How does the right to repair affect product warranties? In the EU and most US states with repair laws, manufacturers cannot void warranties solely because a consumer used an independent repair provider or non-OEM parts, as long as the repair itself did not cause the subsequent issue. The US Magnuson-Moss Warranty Act already provides some protections, and recent legislation strengthens enforcement.
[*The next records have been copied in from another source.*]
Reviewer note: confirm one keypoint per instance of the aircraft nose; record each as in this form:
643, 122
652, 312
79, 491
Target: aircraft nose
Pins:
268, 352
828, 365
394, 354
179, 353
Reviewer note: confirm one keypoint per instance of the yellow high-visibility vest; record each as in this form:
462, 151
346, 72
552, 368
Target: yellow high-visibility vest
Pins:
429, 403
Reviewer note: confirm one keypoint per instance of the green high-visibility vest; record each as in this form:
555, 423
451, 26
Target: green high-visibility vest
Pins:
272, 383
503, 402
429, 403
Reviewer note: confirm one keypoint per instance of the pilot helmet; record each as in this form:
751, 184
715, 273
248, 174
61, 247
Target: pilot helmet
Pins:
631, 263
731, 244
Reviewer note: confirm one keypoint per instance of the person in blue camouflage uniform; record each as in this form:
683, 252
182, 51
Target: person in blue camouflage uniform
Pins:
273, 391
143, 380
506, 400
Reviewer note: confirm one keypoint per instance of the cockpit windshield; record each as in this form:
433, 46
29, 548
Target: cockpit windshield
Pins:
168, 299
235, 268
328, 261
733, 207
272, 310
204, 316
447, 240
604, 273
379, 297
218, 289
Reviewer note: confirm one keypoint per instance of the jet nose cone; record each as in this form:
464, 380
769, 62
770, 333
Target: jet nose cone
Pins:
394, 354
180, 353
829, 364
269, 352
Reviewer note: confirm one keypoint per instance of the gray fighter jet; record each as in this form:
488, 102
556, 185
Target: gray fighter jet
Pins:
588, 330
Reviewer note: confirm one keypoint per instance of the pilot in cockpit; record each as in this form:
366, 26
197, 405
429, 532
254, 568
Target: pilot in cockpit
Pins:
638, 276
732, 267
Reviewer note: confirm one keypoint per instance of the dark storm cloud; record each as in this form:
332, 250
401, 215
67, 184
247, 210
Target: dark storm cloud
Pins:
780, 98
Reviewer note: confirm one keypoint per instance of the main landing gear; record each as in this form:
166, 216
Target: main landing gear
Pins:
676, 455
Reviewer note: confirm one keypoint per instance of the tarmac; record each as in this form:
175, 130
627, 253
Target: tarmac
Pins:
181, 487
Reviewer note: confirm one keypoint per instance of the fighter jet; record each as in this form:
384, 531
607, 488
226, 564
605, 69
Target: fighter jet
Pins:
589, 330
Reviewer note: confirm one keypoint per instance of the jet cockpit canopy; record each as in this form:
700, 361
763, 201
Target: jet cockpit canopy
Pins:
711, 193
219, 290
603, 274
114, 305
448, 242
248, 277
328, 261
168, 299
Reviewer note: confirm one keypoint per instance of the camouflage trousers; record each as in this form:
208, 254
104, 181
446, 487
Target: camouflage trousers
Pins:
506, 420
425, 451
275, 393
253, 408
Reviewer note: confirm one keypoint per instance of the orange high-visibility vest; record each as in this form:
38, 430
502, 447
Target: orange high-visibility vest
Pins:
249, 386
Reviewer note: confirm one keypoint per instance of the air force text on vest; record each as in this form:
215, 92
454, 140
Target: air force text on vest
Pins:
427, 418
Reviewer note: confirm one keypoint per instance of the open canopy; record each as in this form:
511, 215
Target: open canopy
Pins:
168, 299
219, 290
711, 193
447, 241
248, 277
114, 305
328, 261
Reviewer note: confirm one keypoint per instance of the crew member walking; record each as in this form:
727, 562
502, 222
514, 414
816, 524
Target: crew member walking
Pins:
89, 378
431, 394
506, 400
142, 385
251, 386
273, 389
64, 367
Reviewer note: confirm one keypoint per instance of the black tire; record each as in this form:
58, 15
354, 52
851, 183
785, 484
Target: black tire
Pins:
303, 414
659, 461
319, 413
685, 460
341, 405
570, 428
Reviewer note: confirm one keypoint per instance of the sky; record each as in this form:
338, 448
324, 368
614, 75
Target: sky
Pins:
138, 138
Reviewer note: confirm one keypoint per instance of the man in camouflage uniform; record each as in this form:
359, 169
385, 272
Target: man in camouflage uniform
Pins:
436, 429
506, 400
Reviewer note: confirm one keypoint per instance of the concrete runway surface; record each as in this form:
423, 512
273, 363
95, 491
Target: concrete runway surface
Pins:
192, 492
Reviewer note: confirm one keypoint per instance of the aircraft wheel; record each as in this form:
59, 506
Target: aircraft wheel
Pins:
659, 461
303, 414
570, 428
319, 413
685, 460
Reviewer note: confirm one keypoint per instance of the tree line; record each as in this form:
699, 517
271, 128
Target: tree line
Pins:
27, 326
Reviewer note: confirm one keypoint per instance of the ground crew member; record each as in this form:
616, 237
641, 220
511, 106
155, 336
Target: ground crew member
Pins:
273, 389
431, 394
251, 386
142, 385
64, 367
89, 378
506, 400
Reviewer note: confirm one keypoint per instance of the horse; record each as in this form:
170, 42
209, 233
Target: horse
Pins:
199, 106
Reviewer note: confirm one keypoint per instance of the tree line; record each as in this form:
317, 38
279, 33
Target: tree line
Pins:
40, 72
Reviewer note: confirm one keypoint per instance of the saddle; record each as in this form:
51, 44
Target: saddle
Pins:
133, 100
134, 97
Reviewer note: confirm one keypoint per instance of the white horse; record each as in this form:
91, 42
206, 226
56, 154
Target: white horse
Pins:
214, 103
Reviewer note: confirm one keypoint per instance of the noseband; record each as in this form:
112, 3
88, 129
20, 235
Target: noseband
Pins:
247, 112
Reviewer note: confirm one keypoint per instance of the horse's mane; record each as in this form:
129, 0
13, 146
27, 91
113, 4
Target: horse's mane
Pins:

What is the business case for designing repairable products? Beyond regulatory compliance, repairable design can generate aftermarket revenue through spare parts sales and service contracts, increase customer loyalty and brand trust, qualify products for green public procurement preferences, and reduce warranty costs through modular component replacement rather than full-unit swaps. Fairphone reports that its modular design reduced warranty claim costs by 30% compared to industry averages.

Sources

  1. European Commission. "Ecodesign for Sustainable Products Regulation: Implementation Roadmap." Official Journal of the European Union, 2025.
  2. Ellen MacArthur Foundation. "The Circular Economy Opportunity: Extending Product Lifetimes." EMF, 2024.
  3. BEUC (European Consumer Organisation). "The Repair Gap: Spare Parts Pricing and Consumer Access." BEUC, 2025.
  4. iFixit. "State of Repair: Annual Market Report 2025." iFixit, 2025.
  5. US PIRG Education Fund. "Right to Repair: State Legislative Tracker 2026." US PIRG, 2026.
  6. French Ministry of Ecological Transition. "Repairability Index: Three-Year Impact Assessment." Ministere de la Transition ecologique, 2025.
  7. SMEunited. "ESPR Compliance Readiness Survey: Small Manufacturers." SMEunited, 2025.